New Delhi: The Supreme Court on Friday asked the government to state the criteria for granting compensation to dog bite victims, especially when someone bitten dies.
"Which forum should the victim go to seek compensation in the dog bite cases, especially in case of death? What are the criteria for grant of such compensation from Chief Minister Relief Fund," a bench headed by Justice Dipak Misra asked.
The bench's observation came during the hearing of a petition filed by one Jos Sebastian whose wife, a MNREGA worker, was killed after she was bit by a stray dog.
Advocate VK Biju, appearing for the petitioner, sought a direction to the concerned authorities for grant of appropriate compensation to the victim.
The bench, also comprising Justice Shiva Kirti Singh, posted the matter for further hearing on April 5.
The apex court, had on March 9, asked states and civic bodies to take steps to sterilise and vaccinate nuisance- causing stray dogs under the provisions of the Prevention of Cruelty to Animals Act.
Senior advocate Dushyanat Dave, who is assisting the court as amicus curiae, had said that balance needs to be created as there were instances of death due to dog bites.

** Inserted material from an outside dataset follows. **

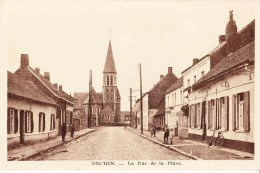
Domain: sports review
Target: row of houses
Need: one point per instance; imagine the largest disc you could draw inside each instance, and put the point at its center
(36, 107)
(215, 93)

Dave had said he was yet to come across news where animal-loving NGOs have come forward to help victims of dog bites and hence, the need of the hour is to strike a balance.
The apex court is hearing a batch of appeals, including those filed by Animal Welfare Board and dog lovers, against the decisions of some high courts including the Bombay High Court and Kerala High Court to allow municipal authorities to deal with the stray dogs menace.
Earlier, the court had said the local authorities have a "sacrosanct duty to provide sufficient number of dog pounds, including animal kennels/shelters" which may be managed by the animal welfare organisations.
Animal Welfare Board of India, in its plea, has sought that the central law, which mandates birth control of street dogs through strict implementation of the Animal Birth Control Dogs Rules, be followed.
The apex court had earlier declined to pass an interim order to stay culling of stray dogs by Thiruvananthapuram Municipal Corporation on a PIL by advocate Anupam Tripathi, saying the killing of dangerous dogs and those inflicted with rabies should be guided by the Animal Birth Control (Dogs) Rules, 2001.